He poured each of them a healthy amount of sherry and returned to where she was still sitting, now like a cat with her feet tucked beneath her, curled comfortably. He held the glass out to her, and their fingers brushed as she accepted it from him.
“Thank you,” she said. “Will you sit?”
She gestured to the cushion at her side.
Dangerously near.
He sat. He could not deny he enjoyed her company, that there was something deeply compelling about this woman, almost on an inherent level. In a way he had not experienced before or after…
Amelia.
He hated to so much as think of his wife now. She was gone. He had loved her, she had been an angel too good for this bitter, terrible world. When she had died after childbirth, he had lost his heart. But when their son had died scarcely even a year later, he had lost his soul.
That was how he could be here, in this moment. That was how he could do what he must. Adrian was no stranger to numbness.
“You are quiet,” the duchess observed.
For a wild moment, he wondered what would happen, what she would say if he were to blurt out the truth. If he were to tell her that he was no nephew but instead the bastard son her husband the duke had done everything in his power to pretend did not exist.
He took a swallow of his sherry instead. Conscience? Who had known he still possessed one?
“How did you come upon your love of sad poetry?” he asked instead of answering the unspoken question in her words.
Why?
He could not speak of Amelia and Arthur. Not now. Not ever. He had not done so since the burial at their shared plot. Nothing but a small, simple marker to commemorate their lives, all he could afford.
Not enough. And meanwhile, he sat in a room laden with thousands of books, ensconced in a home with hundreds of rooms and the most ostentatious nods to luxury he had ever born witness to. The mere grounds of Coddington Hall were astounding, large, open, opulent. It presided over a massive manmade lake. The gold accents on the windows still nettled.
“Life is filled with so much sadness,” Tilly said, watching him, taking a swallow of her drink. “Disappointment, loss, pain. I suppose that is why sorrowful poems appeal to me more than those about love.”
He could not quite temper his resentment. “What disappointment can a duchess know, living in a house such as this?”
“Houses do not make happiness, and neither do titles.” Her smile was sad, trembling, and so inexplicably lonely that he wanted to take her in his arms.
He wanted to haul her into his lap and hold her. To kiss her. To commiserate. To protect her from the darkness and the shadows. To be her light, even for a month.
It made no sense. Why should he feel so connected to a woman he had only just met this afternoon? Adrian drank his sherry, considering her and his next words with deliberate precision.
“How right you are,” he said. “All too often, titles only beget misery, and wealth begets greed and viciousness.”
It had never been the Duke of Longleigh’s coin or his title Adrian had wanted. It had been his acknowledgment, and once upon a time when he had been a simple lad, it had been his approval. Before that, it had been to treat his mother with care.
Mama had not deserved what Longleigh had done to her.

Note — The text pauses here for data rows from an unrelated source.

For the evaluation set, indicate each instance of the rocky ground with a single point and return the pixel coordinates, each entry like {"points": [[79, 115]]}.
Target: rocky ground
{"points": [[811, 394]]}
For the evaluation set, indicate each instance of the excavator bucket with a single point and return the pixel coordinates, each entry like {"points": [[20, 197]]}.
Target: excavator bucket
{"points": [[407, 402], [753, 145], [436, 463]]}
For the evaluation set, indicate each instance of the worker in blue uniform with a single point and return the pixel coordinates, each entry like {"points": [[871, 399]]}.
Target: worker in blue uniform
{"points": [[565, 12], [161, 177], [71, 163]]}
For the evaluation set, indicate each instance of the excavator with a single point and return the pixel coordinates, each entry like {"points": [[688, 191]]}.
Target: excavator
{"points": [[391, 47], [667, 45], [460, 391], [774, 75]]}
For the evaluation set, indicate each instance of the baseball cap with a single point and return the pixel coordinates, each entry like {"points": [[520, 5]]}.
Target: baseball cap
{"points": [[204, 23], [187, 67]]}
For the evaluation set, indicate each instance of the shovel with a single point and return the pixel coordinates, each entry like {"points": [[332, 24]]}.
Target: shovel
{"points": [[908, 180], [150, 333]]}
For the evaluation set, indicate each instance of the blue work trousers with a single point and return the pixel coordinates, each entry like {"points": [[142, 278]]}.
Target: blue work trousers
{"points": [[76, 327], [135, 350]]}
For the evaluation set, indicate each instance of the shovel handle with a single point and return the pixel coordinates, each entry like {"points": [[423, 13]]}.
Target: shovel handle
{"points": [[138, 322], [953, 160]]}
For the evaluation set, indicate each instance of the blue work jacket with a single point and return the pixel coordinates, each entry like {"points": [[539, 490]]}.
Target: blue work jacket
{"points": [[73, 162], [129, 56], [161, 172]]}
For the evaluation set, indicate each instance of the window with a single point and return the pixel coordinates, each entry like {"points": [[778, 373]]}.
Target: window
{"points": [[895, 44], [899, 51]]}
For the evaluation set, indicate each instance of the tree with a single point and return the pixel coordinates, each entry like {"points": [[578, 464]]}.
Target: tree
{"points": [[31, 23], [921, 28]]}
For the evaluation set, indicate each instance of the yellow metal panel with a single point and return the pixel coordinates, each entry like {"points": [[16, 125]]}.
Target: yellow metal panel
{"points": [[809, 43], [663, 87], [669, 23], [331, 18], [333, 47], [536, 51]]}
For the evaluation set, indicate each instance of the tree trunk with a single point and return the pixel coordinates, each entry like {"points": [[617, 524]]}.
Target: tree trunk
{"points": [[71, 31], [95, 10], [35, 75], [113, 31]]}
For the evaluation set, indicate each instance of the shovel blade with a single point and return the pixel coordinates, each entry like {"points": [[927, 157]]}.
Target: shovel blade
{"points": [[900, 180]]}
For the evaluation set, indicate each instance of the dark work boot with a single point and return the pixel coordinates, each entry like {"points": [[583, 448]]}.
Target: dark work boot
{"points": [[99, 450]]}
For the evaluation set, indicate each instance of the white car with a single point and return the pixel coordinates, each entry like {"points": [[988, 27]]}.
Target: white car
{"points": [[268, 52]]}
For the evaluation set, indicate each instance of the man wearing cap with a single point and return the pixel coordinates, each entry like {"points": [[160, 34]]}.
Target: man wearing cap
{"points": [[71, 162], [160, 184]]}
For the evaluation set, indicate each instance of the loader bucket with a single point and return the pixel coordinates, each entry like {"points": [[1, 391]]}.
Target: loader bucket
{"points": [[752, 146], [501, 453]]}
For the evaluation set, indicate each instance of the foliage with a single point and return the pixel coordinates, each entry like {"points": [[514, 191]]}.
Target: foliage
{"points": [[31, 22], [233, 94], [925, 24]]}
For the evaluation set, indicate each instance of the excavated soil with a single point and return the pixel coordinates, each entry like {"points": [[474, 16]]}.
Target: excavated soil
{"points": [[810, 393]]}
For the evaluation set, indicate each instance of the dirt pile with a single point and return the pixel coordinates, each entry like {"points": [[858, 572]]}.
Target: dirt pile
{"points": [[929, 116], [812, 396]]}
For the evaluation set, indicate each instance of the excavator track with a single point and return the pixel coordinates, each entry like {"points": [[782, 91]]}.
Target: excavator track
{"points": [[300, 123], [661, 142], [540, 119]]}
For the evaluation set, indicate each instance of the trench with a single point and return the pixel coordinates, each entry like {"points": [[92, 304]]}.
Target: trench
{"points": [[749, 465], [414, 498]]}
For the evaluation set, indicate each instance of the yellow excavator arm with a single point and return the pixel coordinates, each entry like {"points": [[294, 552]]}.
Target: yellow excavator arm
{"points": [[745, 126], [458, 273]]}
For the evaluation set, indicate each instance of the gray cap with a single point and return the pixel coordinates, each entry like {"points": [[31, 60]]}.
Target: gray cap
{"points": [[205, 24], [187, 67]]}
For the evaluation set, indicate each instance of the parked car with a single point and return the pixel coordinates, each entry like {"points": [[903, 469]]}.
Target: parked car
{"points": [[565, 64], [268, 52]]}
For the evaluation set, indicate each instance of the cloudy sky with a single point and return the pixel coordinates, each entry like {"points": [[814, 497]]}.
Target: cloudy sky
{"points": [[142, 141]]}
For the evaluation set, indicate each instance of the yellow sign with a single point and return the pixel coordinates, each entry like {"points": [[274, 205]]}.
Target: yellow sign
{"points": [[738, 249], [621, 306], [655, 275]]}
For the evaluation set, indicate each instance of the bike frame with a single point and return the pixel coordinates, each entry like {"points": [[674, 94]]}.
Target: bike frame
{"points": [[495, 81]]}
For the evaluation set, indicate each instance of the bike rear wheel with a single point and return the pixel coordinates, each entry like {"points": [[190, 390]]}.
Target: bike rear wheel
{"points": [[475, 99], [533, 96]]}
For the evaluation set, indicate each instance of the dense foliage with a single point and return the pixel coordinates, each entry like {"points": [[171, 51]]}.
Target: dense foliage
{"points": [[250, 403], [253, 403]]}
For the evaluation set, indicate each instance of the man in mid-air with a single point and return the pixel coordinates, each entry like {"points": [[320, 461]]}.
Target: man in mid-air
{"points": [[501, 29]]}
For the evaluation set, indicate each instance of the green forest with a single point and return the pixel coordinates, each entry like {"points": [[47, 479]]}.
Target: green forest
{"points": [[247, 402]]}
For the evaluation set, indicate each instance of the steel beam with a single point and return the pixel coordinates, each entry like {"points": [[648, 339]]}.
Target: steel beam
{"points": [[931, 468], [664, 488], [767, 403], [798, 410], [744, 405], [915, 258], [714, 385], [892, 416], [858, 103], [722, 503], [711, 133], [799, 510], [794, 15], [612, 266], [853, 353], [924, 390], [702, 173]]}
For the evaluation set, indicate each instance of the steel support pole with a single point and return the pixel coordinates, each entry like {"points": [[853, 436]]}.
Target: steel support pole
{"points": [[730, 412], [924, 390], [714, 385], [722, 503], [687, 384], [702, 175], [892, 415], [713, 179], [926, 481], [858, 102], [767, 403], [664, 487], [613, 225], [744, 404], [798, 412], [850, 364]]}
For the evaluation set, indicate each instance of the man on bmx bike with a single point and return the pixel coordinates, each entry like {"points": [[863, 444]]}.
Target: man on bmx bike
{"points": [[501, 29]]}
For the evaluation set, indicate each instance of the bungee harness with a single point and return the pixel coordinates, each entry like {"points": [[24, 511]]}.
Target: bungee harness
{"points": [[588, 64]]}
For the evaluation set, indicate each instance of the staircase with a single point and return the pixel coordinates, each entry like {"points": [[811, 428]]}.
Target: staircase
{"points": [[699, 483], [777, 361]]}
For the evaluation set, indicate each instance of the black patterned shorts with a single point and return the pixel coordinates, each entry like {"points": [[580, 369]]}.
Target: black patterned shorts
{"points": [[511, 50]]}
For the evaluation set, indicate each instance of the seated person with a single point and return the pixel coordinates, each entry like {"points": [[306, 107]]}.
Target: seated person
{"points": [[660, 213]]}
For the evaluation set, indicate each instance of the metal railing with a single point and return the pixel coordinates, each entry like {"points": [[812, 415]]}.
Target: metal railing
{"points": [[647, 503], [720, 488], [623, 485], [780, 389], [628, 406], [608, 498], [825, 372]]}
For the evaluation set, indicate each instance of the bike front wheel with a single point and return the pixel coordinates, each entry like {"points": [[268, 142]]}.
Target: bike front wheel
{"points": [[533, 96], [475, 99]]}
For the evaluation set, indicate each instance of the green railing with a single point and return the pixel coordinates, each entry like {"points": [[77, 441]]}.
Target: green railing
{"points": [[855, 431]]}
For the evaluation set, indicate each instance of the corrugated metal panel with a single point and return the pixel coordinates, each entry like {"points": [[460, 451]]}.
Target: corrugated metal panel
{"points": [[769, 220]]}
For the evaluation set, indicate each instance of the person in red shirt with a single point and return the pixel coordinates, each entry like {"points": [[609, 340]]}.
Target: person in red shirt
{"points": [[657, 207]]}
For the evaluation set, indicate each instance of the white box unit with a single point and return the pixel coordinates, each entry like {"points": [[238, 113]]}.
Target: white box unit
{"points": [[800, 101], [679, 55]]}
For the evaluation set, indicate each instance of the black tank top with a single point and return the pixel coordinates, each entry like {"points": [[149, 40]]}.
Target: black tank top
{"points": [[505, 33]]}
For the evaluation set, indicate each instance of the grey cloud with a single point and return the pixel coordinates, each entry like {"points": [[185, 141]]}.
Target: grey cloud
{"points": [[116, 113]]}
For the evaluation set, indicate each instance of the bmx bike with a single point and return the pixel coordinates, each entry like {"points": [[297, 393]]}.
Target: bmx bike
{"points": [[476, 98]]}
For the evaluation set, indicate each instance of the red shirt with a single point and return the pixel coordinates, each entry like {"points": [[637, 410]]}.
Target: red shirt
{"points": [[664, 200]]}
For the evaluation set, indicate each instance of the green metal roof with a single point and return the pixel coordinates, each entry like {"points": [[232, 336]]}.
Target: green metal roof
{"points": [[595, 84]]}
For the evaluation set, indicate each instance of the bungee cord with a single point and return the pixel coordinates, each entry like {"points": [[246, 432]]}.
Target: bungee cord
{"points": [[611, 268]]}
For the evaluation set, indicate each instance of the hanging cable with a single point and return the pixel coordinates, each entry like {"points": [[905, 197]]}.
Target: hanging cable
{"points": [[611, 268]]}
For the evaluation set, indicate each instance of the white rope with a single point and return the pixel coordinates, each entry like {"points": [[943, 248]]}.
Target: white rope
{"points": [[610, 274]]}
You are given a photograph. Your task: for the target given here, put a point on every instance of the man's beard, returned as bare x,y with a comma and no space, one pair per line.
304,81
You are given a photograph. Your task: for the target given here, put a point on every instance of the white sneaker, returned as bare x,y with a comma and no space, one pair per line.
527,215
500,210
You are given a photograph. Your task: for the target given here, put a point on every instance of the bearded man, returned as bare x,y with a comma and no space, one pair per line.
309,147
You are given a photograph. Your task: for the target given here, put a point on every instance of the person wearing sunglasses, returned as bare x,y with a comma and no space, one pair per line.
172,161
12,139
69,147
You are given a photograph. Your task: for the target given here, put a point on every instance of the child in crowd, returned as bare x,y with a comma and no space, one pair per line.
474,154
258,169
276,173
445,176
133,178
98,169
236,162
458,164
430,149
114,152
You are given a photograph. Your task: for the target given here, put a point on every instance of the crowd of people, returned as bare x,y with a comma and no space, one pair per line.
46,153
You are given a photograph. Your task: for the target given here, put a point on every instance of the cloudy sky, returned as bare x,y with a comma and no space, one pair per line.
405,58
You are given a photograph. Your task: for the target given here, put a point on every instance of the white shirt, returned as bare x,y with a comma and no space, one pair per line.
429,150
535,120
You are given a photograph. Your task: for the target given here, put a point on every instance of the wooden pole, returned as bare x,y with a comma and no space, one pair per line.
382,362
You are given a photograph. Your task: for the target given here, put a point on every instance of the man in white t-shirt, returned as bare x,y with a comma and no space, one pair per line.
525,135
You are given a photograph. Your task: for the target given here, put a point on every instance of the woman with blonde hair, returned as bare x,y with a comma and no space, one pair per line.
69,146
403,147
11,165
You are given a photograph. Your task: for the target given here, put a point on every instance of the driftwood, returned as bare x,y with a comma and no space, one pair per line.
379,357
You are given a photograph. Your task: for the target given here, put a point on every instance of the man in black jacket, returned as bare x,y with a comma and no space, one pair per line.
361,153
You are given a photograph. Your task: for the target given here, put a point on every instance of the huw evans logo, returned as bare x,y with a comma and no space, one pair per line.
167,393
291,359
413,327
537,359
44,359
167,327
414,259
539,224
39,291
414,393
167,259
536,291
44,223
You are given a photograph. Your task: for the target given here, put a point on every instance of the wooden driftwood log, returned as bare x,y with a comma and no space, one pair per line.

“I suppose you think me spoiled,” she said, sipping at her sherry.
Spoiled? Yes, of course she was. How could a duchess not be spoiled, even if it meant she was chained to a villain like the Duke of Longleigh? Her gown was elaborate and fine. The jewels at her ear and throat likely cost more than he could comprehend, he had no doubt.
“I think you a duchess.” He cast an exaggerated glance about the library. “Look around you.”
“I hate this house.”
“Why?”
“Because it is a prison.” She shook her head, then raised her glass to her lips. “Forgive me. I did not intend to burden you with my problems. I meant to persuade you that not all poetry is the currency of lovesick swains.”
“And you have done so.” He’d not had opportunity to read much poetry in his life, but he could not admit that to her beneath the guise of his ruse.